Una de las cosas más difíciles que viví, al morir mi madre en 2003, fue la total ausencia de consuelo que sentí. Recuerdo con claridad que nadie me consoló: ni mi hermana, ni mi esposo, ni mis amigas, ni mi familia.
Pero sí una mujer totalmente ajena a mi vida, una compañera de trabajo que apenas conocía. Ella era ayudante del cocinero, en el hotel. Cuando volví al trabajo y al entrar en la cocina para llenar un cubo de agua (yo trabajaba como camarera de piso), vino hacia mí y me abrazó. Su abrazo fue fuerte, amistoso, cariñoso.
Desde entonces, también me doy cuenta, desde aquella mañana, nadie me ha vuelto a consolar. Ni nadie tampoco me ha abrazado de nuevo con aquella fuerza, aquellas palabras no dichas, aquel contacto físico consolador, lleno de silencio y de entendimiento.

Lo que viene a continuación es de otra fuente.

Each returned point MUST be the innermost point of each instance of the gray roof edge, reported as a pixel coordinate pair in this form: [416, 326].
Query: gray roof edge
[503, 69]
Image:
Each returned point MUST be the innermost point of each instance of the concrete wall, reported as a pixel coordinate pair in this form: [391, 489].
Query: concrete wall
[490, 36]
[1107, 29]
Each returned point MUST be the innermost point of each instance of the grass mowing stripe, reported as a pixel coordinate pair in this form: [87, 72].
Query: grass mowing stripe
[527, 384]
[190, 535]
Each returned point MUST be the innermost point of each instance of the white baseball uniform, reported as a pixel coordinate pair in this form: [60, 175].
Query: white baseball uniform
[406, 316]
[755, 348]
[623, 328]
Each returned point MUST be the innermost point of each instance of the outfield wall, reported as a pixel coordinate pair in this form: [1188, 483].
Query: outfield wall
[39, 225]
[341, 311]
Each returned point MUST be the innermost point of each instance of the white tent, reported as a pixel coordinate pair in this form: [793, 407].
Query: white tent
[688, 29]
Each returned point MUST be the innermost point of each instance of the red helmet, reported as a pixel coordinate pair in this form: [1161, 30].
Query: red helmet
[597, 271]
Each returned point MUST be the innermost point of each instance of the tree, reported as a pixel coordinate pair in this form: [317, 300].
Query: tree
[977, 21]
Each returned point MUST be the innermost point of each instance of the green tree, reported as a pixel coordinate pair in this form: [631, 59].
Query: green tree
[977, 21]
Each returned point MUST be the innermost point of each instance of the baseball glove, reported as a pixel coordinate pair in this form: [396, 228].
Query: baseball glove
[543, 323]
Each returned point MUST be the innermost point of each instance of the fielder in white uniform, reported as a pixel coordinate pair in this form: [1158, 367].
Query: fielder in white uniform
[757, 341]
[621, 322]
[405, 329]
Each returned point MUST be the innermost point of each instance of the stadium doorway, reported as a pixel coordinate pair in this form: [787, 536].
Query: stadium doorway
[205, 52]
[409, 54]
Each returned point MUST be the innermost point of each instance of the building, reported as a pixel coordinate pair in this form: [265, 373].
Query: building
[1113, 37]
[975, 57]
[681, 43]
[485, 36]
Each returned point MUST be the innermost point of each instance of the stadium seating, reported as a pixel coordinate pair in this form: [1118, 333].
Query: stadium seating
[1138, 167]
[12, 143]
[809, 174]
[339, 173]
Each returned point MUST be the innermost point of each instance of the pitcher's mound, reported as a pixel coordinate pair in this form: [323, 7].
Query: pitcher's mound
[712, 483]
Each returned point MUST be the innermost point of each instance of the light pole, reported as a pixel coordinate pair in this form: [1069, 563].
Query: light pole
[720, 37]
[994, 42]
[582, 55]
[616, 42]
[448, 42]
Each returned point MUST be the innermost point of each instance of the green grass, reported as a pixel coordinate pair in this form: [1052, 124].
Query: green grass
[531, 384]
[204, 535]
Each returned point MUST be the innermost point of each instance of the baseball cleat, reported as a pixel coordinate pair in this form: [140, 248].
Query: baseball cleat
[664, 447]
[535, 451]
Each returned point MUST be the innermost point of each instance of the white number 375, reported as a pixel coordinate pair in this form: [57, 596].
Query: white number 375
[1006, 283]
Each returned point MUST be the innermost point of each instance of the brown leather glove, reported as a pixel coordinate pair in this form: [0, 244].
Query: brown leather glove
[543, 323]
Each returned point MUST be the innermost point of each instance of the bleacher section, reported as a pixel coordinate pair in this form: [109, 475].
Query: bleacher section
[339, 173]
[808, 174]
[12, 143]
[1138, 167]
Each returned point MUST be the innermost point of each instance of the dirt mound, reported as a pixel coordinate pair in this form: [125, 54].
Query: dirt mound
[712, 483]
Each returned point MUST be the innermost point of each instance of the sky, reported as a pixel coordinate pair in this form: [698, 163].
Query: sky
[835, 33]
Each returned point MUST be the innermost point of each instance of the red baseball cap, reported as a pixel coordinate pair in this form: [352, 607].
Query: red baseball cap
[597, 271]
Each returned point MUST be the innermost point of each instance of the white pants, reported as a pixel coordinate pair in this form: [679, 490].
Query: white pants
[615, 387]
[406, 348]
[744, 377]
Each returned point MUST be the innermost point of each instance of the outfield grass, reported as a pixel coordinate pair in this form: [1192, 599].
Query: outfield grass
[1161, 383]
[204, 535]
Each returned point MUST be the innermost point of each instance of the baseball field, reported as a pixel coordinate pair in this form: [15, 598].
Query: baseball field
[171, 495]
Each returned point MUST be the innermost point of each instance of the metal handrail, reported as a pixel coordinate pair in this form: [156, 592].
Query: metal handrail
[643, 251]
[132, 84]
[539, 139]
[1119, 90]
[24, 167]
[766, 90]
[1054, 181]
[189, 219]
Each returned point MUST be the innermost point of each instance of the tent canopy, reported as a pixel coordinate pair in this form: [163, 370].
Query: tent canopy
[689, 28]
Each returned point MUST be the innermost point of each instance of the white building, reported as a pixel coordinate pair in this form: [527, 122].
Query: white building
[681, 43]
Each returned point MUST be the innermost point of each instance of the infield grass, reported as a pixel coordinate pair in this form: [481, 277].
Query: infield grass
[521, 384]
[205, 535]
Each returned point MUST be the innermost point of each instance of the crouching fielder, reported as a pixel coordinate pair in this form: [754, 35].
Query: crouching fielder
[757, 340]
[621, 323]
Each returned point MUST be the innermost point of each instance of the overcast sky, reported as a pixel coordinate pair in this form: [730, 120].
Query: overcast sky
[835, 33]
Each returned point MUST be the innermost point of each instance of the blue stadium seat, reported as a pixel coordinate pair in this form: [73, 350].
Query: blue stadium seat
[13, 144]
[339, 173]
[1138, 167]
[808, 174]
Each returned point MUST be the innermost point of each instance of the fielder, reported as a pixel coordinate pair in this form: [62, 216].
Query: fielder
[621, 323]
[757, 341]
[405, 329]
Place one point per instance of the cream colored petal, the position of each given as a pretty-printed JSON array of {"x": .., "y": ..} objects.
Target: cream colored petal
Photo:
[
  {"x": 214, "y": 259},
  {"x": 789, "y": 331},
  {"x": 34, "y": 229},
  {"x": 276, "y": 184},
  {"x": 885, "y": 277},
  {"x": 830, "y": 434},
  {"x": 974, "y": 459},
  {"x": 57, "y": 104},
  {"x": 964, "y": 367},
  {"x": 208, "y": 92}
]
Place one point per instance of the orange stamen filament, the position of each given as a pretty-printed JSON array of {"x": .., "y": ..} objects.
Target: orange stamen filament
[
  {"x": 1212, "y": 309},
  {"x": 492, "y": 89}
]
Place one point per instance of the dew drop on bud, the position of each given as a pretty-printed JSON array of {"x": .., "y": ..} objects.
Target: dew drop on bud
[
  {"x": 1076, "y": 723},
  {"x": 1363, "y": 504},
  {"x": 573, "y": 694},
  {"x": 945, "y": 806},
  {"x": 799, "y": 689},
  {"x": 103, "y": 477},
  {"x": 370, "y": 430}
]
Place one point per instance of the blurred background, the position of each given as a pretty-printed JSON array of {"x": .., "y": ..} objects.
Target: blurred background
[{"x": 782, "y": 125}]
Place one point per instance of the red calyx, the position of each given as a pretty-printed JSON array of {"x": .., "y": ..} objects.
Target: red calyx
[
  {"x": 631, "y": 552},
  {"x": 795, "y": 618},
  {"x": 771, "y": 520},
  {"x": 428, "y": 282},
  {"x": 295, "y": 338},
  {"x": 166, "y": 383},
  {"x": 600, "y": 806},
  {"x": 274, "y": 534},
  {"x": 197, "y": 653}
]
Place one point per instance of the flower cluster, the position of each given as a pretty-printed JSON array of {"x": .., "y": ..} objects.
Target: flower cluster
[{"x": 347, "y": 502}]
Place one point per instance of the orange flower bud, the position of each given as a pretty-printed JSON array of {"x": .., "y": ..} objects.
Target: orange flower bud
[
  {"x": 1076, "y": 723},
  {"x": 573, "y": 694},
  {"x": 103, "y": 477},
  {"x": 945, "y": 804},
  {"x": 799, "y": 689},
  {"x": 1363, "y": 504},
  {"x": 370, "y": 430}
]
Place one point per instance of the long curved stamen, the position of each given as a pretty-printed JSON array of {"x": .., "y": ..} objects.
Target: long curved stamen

Este desconsuelo es un manto negro que me ha habitado desde mi llegada aquí, en este país. Yo volví por varias razones y una de ellas fue retomar contacto con algo que tuve la impresión me habían robado: mi relación y unión con mi familia. Pero después de 30 años de ausencia me he dado cuenta, y esto desde que salí del avión y que constaté que nadie me había venido a recibir, que la familia fue un mito durante mis largos años de ausencia.
Un mito, una falacia, una gran mentira.
Abrir los ojos y madurar ha sido el trabajo que he realizado al volver. Quitar mascaretas sobre la idea de la familia, que yo creía presente en mi vida, presente y necesaria. Despojarme de ella ha sido una tarea que he tenido que hacer, con dificultad pero necesaria. Aceptar mi emigración. Aceptar mi separación.
Por otra parte también me he dado cuenta que la soledad sigue siendo mi mejor amiga, mi única consolación. Esta soledad habitada por animales y por libros. Es lo único que tengo.
Uno es emigrante toda la vida, uno lleva esta etiqueta como una bandera interna y por mucho que quieras quemarla, no puedes. Esto también lo he tenido que aceptar. Y aceptándolo he admitido mi condición de emigrante.
Volvemos a lo que creíamos nuestra tierra, nuestra patria. Todo esto también es una gran mentira. Para el emigrante no hay tierra ni patria. Solo un viaje eterno, como en el limbo. Un viaje inconsolable, un viaje abierto y sin raíces.
La única verdad en estos doce años que he vivido aquí fue aquel abrazo de mi compañera de trabajo, aquel lazo que duró apenas unos segundos.